飯田)ステップ1では、博物館、美術館、図書館、観客席を除いた体育館や水泳場、ボーリング場など屋内の運動施設が自粛の対象から外れる。そこからステップ2で学習塾、映画館、劇場が、ステップ3でパチンコ屋さんやネットカフェ、遊園地などが外れます。しかし、2週間ごとに見直しというと、時間がかかりますね。
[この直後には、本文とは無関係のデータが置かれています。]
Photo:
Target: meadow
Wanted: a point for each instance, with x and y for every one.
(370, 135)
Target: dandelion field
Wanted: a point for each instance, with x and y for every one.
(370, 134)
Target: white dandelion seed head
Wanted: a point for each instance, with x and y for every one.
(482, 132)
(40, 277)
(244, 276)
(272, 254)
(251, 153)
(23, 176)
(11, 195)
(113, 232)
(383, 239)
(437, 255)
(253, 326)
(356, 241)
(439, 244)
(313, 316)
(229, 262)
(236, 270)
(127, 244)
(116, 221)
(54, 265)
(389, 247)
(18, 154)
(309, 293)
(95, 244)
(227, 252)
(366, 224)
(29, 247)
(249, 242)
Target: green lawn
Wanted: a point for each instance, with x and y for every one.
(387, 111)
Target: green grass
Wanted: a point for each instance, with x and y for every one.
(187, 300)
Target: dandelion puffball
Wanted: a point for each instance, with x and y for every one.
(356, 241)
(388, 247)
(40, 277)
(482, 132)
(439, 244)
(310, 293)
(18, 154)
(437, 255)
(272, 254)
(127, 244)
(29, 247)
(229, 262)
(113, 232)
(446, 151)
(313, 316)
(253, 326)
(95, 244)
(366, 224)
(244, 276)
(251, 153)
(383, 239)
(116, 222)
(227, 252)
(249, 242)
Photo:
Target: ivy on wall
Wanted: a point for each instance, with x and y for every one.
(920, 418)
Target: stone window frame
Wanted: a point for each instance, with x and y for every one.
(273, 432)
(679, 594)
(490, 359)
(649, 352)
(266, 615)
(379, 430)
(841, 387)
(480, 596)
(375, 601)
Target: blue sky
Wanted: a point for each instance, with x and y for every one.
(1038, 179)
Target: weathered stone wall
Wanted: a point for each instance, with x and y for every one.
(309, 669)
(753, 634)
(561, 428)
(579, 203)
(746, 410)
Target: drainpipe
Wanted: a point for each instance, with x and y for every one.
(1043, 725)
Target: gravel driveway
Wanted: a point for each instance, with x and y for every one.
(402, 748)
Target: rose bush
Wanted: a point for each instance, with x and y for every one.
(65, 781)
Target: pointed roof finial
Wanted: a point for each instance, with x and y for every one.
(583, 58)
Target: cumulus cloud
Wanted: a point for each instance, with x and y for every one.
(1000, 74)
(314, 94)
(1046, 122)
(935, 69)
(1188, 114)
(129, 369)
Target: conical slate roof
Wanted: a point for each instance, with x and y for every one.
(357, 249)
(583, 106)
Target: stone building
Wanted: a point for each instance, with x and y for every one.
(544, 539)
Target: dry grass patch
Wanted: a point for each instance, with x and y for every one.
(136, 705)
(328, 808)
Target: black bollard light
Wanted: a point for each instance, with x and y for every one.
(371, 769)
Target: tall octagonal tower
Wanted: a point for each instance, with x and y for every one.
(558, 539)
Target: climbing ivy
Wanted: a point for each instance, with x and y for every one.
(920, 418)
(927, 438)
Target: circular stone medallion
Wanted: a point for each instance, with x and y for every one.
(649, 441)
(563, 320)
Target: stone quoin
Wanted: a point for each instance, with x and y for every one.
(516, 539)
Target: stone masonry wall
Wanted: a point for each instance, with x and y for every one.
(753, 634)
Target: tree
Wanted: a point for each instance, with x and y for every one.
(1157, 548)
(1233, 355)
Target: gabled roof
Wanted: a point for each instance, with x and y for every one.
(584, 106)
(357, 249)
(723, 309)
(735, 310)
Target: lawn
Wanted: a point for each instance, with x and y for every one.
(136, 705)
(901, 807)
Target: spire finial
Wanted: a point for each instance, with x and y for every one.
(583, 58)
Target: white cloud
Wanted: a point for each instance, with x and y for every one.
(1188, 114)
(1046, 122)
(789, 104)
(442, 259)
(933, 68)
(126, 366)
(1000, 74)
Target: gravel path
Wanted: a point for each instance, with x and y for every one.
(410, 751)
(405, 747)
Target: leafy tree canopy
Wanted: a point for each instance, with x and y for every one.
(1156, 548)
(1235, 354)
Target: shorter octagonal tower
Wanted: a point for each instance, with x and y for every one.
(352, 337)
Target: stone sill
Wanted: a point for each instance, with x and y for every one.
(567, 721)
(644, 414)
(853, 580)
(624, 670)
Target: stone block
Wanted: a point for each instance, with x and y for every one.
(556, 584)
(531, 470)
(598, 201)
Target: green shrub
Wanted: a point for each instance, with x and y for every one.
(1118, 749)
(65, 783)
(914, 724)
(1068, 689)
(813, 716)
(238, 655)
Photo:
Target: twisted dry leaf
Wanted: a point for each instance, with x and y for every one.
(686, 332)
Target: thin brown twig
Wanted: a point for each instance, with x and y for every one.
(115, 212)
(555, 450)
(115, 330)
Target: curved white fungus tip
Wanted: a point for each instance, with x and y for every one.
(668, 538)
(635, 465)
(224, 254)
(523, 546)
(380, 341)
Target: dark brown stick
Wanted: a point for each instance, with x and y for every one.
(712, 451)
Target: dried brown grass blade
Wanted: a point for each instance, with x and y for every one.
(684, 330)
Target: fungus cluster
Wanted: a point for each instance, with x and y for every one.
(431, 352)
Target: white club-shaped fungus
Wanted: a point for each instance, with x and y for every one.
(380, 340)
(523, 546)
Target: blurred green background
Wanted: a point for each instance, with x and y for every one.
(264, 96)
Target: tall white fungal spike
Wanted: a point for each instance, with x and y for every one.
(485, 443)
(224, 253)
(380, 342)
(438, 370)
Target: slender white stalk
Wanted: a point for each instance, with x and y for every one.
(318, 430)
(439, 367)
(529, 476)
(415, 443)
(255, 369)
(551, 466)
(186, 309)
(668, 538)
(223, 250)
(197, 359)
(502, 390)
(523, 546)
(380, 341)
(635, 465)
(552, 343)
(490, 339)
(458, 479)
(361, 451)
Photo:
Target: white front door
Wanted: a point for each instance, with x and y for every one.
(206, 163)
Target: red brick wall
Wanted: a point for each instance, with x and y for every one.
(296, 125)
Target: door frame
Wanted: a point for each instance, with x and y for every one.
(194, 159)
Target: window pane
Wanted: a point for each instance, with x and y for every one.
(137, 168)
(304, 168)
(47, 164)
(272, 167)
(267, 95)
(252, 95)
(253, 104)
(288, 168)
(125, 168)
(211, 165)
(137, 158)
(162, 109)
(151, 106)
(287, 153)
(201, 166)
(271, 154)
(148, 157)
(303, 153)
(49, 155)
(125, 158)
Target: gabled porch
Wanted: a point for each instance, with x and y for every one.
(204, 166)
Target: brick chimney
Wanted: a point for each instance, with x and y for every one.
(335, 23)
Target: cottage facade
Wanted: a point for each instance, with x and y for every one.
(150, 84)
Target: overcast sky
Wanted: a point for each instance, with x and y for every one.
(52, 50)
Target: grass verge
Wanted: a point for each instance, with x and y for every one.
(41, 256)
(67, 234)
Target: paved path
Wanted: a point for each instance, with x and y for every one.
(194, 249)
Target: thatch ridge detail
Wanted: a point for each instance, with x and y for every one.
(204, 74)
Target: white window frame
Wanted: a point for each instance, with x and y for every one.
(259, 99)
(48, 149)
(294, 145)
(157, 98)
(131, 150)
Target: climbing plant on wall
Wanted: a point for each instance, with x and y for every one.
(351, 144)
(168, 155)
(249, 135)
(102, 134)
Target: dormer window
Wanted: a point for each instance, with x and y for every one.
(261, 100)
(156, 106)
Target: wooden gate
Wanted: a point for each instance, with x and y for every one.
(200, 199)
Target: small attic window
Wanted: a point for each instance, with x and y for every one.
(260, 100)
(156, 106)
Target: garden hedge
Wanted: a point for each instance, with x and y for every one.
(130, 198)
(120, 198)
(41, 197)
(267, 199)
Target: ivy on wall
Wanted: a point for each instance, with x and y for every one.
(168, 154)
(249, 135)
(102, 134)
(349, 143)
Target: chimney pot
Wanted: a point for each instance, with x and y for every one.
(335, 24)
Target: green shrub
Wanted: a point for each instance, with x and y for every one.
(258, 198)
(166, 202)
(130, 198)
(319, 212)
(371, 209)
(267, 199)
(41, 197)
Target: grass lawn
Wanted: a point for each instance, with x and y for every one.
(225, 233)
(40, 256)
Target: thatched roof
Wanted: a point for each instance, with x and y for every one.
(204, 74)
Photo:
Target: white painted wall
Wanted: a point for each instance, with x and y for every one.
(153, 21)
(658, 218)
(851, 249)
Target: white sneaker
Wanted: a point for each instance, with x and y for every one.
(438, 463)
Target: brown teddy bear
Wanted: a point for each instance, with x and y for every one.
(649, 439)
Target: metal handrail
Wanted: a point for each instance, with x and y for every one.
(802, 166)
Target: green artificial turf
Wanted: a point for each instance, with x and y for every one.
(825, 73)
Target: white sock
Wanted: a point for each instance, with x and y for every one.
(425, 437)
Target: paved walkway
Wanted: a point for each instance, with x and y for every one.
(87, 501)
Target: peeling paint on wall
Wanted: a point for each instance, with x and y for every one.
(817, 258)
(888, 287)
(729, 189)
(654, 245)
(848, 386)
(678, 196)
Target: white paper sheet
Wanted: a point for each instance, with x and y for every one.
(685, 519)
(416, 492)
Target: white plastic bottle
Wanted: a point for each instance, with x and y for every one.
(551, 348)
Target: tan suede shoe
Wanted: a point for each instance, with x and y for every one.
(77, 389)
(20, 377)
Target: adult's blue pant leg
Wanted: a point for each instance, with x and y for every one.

【スポーツジム、カラオケで1ヵ月100億円以上の損失】
永濱)スポーツジムやカラオケ、ライブハウスがこのままだと、当面は営業できません。実際にどのくらいの損失が出るか試算してみました。
 東京都の
  スポーツジムの1ヵ月の市場規模が57億円。
  カラオケボックスが46億円です。
 ライブハウスはデータがなかったのですが、
これだけで、1ヵ月動かないと100億円以上の損失となります。
それ以外にも、私が懸念しているのは、スポーツジムが開かないと健康面で悪影響が出るかも知れないし、カラオケには、ストレス発散で行く人も多いわけですから、そういう機会も奪われてしまう。そういう面での悪影響も考えて欲しいと思います。


飯田)私もジムに行っていないので、
 太って仕方ないと、言い訳に使っているのですけれども。


永濱)今回の解除の段階も、感染防止のことに偏り過ぎだと思います。
もう少し経済のことも考えてもらいたいですね。
 カラオケのことであれば、フェイスシールドなどを付けた形でやっていいとか、
 飲食店なども向かいに座ってはいけないということではなく、
アクリル板で仕切ったりと。そういう工夫をする形で緩和しないと、経済は戻らないので、その辺は考え直してもらいたいと思います。


飯田)いままでの自粛によって、経済全体は相当痛んだわけですよね。



【失業者が130万人増える~リーマンショックを上回る】
永濱)今回の緊急事態宣言だけの影響で計算しても、あくまで私の計算ですが、
GDPがここ2ヵ月ぐらいで、通常に比べ12兆円くらい減っていて、
このインパクトによって、失業者が60万人くらい増えると思います。
コロナの影響は緊急事態宣言だけではありませんので、今回コロナによってどのくらい日本経済が落ち込むかというと、あくまでエコノミストのコンセンサスの通りに行くと仮定した場合ですが、2020年のGDPが2019年に比べて25兆円以上減るという予想になっています。これが実現すると、単純計算で失業者が130万人増えるインパクトになります。リーマンショックのとき、前年度に比べて失業者は113万人増えたのです。
 ということは、リーマンを上回る。
リーマンのときは、世界的にもそうなのですが、いちばんダメージを受けた産業が自動車を中心とした大企業製造業でした。大企業製造業は体力があるので、なかなか倒産しません。ですが、今回のコロナでいちばん影響を受けているのは、体力のない中小のサービス産業です。そういう意味でも、やはりリーマン以上の危機感を持って対応しなければなりません。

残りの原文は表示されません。